‘I would rather go fishing than voting’ - social media influencer

Social media influencer Irvin Mashele, known as ‘Chairman Atchar, opted not to vote yesterday. Facebook

Social media influencer Irvin Mashele, known as ‘Chairman Atchar, opted not to vote yesterday. Facebook

Published May 29, 2024


Well-known Pretoria-based social media influencer Irvin Mashele, who is is selling atchar in the street intersections, says he would rather go fishing than wait in a queue for a chance to vote.

Fondly known to his customers as ‘Chairman Atchar’, Mashele is always immaculately dressed in a suit as he sells his atchar to motorists and passers-by at the road intersections.

Born in Winterveldt and now residing in Soshanguve, Mashele is loved by his customers because of his colourful personality and for always sharing motivational speeches with them while he plies his trade.

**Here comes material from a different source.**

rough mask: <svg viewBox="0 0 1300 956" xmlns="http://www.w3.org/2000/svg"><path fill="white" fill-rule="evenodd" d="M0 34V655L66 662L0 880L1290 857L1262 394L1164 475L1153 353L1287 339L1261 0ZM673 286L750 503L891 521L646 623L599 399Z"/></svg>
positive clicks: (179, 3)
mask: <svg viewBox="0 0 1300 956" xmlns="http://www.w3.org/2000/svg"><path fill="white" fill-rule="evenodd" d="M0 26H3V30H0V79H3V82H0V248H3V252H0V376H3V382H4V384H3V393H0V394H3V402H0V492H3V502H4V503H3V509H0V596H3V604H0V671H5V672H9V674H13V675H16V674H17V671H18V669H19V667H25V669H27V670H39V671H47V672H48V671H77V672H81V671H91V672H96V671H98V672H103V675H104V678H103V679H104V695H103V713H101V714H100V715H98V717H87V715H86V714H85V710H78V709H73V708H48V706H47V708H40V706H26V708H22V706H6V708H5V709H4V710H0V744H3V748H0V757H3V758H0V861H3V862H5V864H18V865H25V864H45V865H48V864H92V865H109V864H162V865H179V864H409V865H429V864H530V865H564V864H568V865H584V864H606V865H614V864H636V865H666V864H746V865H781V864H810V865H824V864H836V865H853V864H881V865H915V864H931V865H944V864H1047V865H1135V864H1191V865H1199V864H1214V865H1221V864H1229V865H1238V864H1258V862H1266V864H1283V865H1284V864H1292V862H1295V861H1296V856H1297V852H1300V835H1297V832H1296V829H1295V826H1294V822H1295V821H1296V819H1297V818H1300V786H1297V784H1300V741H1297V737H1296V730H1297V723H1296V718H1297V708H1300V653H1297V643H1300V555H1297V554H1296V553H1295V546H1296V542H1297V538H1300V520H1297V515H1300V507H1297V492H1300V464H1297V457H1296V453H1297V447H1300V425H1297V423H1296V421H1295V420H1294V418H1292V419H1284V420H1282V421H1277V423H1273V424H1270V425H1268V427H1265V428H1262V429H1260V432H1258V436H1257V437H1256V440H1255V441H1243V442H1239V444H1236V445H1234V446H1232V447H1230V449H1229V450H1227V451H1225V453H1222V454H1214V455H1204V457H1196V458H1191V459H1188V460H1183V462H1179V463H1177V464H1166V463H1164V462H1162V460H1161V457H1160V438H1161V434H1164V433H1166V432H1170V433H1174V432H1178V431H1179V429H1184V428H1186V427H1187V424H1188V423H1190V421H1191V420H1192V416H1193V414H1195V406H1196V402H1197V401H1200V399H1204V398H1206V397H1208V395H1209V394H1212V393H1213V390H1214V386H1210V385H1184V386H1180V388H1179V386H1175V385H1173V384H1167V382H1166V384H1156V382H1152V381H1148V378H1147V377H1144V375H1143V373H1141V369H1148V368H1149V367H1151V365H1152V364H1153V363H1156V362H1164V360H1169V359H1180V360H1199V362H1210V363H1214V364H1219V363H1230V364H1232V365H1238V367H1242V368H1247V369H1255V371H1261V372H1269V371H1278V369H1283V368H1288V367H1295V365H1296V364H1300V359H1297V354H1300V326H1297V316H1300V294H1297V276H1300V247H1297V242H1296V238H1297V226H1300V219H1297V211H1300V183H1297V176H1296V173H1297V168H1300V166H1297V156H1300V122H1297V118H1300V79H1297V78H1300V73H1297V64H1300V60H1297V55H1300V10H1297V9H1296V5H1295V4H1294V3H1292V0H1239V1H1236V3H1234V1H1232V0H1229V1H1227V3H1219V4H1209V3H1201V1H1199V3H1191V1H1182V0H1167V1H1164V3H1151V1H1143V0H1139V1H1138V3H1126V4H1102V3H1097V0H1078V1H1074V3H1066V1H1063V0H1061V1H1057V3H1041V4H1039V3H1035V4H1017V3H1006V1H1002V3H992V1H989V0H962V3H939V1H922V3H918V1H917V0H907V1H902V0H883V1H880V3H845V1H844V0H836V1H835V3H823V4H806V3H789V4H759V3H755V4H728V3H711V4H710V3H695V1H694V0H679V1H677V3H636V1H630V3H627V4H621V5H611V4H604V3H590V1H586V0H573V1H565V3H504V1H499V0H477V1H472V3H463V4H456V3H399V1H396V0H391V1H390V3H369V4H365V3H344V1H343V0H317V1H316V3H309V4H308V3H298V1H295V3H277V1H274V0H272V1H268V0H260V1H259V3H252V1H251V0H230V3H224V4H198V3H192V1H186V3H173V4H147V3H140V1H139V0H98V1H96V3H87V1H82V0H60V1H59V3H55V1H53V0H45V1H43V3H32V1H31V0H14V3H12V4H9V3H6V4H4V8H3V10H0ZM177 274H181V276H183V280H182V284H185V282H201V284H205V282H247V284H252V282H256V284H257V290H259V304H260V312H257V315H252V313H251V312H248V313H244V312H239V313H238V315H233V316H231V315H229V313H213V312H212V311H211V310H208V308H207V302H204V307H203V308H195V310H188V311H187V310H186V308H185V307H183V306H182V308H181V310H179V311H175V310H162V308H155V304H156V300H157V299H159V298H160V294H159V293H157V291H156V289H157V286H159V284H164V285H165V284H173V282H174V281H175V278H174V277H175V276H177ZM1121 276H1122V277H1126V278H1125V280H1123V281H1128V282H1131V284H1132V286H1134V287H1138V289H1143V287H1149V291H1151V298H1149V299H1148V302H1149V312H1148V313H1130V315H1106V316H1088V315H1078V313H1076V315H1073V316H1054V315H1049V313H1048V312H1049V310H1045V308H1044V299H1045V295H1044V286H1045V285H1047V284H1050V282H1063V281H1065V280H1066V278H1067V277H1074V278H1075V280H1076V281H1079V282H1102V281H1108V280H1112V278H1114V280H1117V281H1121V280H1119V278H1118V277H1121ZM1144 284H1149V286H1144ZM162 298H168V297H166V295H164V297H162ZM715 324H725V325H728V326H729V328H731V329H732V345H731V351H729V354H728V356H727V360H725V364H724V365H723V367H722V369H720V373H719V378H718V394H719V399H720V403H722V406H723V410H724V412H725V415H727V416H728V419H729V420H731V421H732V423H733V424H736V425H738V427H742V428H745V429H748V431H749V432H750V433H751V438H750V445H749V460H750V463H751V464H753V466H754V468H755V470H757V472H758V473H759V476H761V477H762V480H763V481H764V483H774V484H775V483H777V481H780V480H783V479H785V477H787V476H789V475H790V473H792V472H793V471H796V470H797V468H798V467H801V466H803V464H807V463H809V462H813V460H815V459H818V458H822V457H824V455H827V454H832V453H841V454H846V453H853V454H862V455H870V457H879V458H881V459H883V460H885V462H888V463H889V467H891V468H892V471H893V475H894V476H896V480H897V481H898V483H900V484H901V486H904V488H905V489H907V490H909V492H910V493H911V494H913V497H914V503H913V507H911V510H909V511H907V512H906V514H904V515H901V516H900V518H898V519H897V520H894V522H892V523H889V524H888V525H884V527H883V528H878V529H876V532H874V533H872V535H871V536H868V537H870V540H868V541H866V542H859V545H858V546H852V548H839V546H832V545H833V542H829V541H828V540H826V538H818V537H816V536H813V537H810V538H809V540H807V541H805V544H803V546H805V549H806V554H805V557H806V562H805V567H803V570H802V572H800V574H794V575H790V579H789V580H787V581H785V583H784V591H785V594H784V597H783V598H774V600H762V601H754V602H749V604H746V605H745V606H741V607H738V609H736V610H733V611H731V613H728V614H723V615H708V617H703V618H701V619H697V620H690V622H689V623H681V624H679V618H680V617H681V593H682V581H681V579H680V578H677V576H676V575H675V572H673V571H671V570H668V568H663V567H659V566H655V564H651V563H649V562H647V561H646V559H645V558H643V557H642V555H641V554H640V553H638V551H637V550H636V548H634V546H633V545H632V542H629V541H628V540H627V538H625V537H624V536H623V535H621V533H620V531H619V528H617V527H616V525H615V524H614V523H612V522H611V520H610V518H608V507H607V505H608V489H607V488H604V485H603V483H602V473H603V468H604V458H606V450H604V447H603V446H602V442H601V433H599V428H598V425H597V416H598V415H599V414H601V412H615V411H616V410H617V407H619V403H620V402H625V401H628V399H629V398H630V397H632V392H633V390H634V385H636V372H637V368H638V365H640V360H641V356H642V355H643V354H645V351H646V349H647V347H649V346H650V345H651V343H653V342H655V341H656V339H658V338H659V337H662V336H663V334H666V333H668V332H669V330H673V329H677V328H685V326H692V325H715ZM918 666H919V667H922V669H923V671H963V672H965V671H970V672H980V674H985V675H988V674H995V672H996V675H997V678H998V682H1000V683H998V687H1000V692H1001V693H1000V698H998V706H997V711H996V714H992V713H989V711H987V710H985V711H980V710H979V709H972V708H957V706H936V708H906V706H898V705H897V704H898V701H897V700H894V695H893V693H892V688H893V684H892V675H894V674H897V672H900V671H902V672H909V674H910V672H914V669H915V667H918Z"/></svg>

On Wednesday, he opted not to join millions of South Africans when they headed to different polling stations to cast their ballots during the general elections.

In a video clip circulating on social media he declared his decision to desist from voting, bemoaning the fact that he was not roped into campaigns of any of the political parties in the run-up to elections.

“I am an influencer and I have more than eight years selling atchar in the streets and there has not been a single party that identified the chairman,” he said.

He said if political parties deemed him that important in society they would have approached him with a view to ask him to assist them in their elections campaigns for votes.

“They would have at least asked me to accompany them to Jukulyn and tell voters about their parties and what they stand for,” he said.

He highlighted the irony of being promised jobs by political party volunteers despite the fact that they were also struggling to get jobs.

“I am not going to be told by a party volunteer that the government was promising to create jobs, while he is not working,” he said.

As far as he was concerned he was not going to be swayed to vote by politicians who would forget about their promises to him soon after the elections.

He said the reason politicians would want to persuade him to vote was because they knew that they would reap the rewards through the votes while won’t benefit anything from the voting exercise.

“Tomorrow we will see them showing off their posts while at Louis Vuitton (stores) while I am here enduring the sun heat,” he said.

Mashele remarked that voting was "out of fashion in South Africa" and that he would rather "go fishing" instead of standing in queues waiting for a chance to vote.